Overall, 6 of 35 spesolimab patients (17%) and 6% of those in the placebo groups developed infections during the first week, and 24 of 51 patients (47%) who had received spesolimab at any point during the study developed infections by week 12. Infections included urinary tract infections (three cases), influenza (three), otitis externa (two), folliculitis (two), upper respiratory tract infection (two), and pustule (two).

In the first week, 6% of spesolimab patients and none of the placebo patients reported serious adverse events; at week 12, 12% of patients who had received at least one spesolimab dose reported a serious adverse event. In addition, antidrug antibodies were identified in 23 (46%) of the 50 patients who received at least one dose of spesolimab.

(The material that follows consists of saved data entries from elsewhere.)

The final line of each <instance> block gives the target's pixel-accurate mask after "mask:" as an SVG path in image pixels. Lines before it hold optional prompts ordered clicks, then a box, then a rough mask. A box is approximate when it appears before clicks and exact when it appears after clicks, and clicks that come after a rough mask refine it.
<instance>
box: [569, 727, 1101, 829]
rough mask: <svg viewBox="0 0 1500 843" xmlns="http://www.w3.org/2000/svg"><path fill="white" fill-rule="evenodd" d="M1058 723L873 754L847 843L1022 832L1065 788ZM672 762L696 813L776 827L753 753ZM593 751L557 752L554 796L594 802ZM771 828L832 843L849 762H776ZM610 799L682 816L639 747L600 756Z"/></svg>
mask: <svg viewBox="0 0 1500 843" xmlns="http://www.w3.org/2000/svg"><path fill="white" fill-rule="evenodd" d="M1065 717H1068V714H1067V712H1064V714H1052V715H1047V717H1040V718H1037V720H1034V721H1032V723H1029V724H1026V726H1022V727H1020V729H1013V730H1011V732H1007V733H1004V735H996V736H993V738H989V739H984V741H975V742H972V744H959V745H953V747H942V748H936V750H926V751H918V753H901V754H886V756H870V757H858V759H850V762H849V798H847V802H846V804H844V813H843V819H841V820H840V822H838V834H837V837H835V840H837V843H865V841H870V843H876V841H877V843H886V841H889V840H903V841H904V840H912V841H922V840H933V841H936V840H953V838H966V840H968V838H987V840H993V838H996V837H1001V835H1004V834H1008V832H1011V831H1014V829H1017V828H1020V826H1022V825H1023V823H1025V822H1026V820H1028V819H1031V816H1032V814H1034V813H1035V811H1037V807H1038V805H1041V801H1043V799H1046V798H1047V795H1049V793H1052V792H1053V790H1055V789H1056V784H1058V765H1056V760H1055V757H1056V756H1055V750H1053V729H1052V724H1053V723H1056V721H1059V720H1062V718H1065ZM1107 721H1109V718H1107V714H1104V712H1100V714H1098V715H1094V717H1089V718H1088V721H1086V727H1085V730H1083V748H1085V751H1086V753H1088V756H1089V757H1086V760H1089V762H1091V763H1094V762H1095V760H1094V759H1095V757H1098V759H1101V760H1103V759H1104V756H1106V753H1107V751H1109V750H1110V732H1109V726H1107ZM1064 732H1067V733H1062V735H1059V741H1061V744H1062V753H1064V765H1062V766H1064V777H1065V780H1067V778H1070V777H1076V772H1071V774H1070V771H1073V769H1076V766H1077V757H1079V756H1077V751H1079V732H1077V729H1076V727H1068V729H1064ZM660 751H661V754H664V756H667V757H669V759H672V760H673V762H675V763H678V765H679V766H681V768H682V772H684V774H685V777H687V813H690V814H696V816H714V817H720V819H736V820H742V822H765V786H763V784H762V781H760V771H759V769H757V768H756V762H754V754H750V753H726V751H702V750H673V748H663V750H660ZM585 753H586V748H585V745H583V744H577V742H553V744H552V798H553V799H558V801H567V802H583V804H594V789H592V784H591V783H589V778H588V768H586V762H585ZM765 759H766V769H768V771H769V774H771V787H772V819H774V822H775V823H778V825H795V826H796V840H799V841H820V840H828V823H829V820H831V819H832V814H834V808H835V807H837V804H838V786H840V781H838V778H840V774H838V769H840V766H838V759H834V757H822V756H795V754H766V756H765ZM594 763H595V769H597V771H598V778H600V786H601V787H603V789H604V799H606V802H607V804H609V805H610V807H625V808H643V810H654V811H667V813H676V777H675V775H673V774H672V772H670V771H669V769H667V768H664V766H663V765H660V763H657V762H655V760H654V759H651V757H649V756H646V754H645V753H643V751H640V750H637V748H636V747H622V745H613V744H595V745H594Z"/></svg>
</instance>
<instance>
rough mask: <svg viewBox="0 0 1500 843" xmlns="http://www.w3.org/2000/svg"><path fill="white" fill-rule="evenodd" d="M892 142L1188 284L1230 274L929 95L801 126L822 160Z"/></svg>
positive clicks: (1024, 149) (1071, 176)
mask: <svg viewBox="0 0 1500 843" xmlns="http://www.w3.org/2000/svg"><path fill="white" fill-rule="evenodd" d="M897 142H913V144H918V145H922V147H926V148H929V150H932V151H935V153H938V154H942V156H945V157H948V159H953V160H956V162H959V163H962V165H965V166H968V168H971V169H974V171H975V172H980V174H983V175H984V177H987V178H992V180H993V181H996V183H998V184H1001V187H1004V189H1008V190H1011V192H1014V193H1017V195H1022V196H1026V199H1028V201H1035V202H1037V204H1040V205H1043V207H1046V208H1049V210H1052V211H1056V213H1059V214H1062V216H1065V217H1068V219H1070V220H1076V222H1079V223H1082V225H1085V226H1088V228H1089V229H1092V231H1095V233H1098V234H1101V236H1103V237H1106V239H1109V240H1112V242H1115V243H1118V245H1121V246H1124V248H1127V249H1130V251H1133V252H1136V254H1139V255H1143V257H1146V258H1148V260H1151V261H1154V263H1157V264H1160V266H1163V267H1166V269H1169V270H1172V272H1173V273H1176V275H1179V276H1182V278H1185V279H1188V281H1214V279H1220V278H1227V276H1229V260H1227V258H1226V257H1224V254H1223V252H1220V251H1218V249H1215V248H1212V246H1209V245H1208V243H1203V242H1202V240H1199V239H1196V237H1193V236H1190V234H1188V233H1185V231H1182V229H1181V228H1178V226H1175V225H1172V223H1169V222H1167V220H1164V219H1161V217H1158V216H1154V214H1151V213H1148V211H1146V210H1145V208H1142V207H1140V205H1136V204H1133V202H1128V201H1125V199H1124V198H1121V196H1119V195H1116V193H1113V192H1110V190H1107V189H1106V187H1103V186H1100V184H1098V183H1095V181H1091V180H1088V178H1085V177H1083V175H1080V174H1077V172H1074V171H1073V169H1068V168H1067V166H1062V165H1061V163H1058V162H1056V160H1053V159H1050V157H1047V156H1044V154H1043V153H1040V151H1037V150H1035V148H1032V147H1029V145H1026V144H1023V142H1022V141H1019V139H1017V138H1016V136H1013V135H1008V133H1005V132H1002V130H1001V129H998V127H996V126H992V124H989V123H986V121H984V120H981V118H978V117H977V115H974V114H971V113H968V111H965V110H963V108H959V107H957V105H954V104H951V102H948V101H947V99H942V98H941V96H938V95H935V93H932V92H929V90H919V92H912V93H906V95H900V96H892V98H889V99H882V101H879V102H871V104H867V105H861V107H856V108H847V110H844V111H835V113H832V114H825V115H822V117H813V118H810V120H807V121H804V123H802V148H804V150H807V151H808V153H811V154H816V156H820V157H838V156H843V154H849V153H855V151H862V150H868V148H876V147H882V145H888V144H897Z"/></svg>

“Symptoms that were observed in two patients who received spesolimab were reported as a drug reaction with eosinophilia and systemic symptoms (DRESS),” the authors noted. One patient had a RegiSCAR (European Registry of Severe Cutaneous Adverse Reactions) score and the other had a score of 3; a score below 2 indicates no DRESS, and a score of 2 or 3 indicates “possible DRESS,” they added.

“Because 15 of the 18 patients who were assigned to the placebo group received open-label spesolimab, the effect of spesolimab as compared with that of placebo could not be determined after week 1,” the researchers noted.

The study findings were limited by several factors including the short randomization period and small study population, the researchers noted. However, the effect sizes for both the primary and secondary endpoints were large, which strengthened the results.

The results support data from previous studies suggesting a role for IL-36 in the pathogenesis of GPP, and support the need for longer and larger studies of the safety and effectiveness of spesolimab for GPP patients, they concluded.

No FDA-approved therapy

“GPP is a very rare but devastating life-threatening disease that presents with the sudden onset of pustules throughout the skin,” Joel Gelfand, MD, professor of dermatology and director of the psoriasis and phototherapy center at the University of Pennsylvania, Philadelphia, said in an interview. “Without rapid treatment, GPP can result in death. Currently there are no [Food and Drug Administration]–approved treatments for this orphan disease.”

Dr. Gelfand said he was surprised by the degree of efficacy and the speed of the patient response to spesolimab, compared with placebo, which he described as “truly remarkable.” Based on the current study results, “spesolimab offers a tremendous step forward for our patients,” he added. 

Looking ahead, Dr. Gelfand noted that “longer-term studies with a comparator, such as a biologic that targets IL-17, would be helpful to more fully understand the safety, efficacy, and role that spesolimab will have in real-world patients.”

On Dec. 15, Boehringer Ingelheim announced that the FDA had granted priority review for spesolimab for treating GPP flares.

The study was supported by Boehringer Ingelheim. Lead author Dr. Bachelez had no financial conflicts to disclose. Several authors are employees of Boehringer Ingelheim. Dr. Gelfand is a consultant for the study sponsor Boehringer Ingelheim and has received research grants from Boehringer Ingelheim to his institution to support an investigator-initiated study. He also disclosed serving as a consultant and receiving research grants from other manufacturers of psoriasis products.